Getting the utilities and regulatory agencies on board as the grid undergoes a renewables transition requires ample amounts of carrots (financial incentives) and sticks (limiting carbon emissions), according to energy efficiency experts Portland Energy Conservation Inc (PECI).
PECI's new report "Wiring the Smart Grid for Energy Efficiency goes into deeply depressing detail about the many formidable challenges to implementing the smart grid and delivering more power with the same wires across existing infrastructure. Among the toughest to tackle are that buildings ill-equipped to participate in demand response systems, and the near total lack of interoperability today between grid equipment and building energy management tools. There's also a lack of university and professional training programs to fill the gaping hole in HVAC engineers who can maximize energy efficiency programs.
But all is not lost, because the potential energy savings will motivate building owners to embrace smart grid technologies. PECI cites a DOE study that says up to 20 percent of HVAC energy is wasted because of power hogs and inefficiency, which should be enough to get many building operators' attention. Rockwell Automation says industrial customers could save $6 billion per year, or about 10 percent of their annual cost by implementing smart grid.
PECI makes two policy recommendations to enable the smart grid to flourish:
• Smart grid policy should have specific linkages to carbon reduction goals.
It only makes sense to coordinate energy efficiency through the smart grid with emissions reductions.

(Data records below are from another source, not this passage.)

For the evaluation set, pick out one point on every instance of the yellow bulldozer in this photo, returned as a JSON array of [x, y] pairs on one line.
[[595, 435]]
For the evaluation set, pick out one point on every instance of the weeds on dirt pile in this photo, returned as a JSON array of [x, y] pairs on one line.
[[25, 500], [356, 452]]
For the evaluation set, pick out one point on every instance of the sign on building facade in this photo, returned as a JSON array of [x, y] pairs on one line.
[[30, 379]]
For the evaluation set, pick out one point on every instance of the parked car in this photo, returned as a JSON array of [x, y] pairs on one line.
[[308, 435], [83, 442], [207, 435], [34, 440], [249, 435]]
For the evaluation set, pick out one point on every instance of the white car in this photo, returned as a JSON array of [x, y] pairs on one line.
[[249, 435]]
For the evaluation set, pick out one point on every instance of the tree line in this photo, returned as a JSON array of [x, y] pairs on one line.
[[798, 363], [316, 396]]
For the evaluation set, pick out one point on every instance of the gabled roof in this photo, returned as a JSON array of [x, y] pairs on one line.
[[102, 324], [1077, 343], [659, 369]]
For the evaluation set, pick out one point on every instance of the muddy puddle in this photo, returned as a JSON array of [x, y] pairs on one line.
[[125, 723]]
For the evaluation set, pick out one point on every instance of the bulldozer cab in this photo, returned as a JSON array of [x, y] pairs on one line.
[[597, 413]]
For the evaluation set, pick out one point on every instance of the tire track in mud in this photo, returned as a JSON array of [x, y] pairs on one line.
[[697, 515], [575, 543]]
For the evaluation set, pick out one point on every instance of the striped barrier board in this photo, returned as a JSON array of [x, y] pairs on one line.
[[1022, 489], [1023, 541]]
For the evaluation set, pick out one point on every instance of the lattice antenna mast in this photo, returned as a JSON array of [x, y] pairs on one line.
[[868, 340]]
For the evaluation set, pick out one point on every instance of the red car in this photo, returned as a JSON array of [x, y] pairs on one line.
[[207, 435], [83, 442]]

If the goals are out of synch (for example, requiring energy reductions that would far supersede the emissions goal) would introduce confusion into the market place.
• Government funding for smart grid should be linked to state adoption of decoupling and other incentives structures.
This one would be more controversial since getting congress to act on something that benefits less than half (23) of the states would be nearly politically impossible.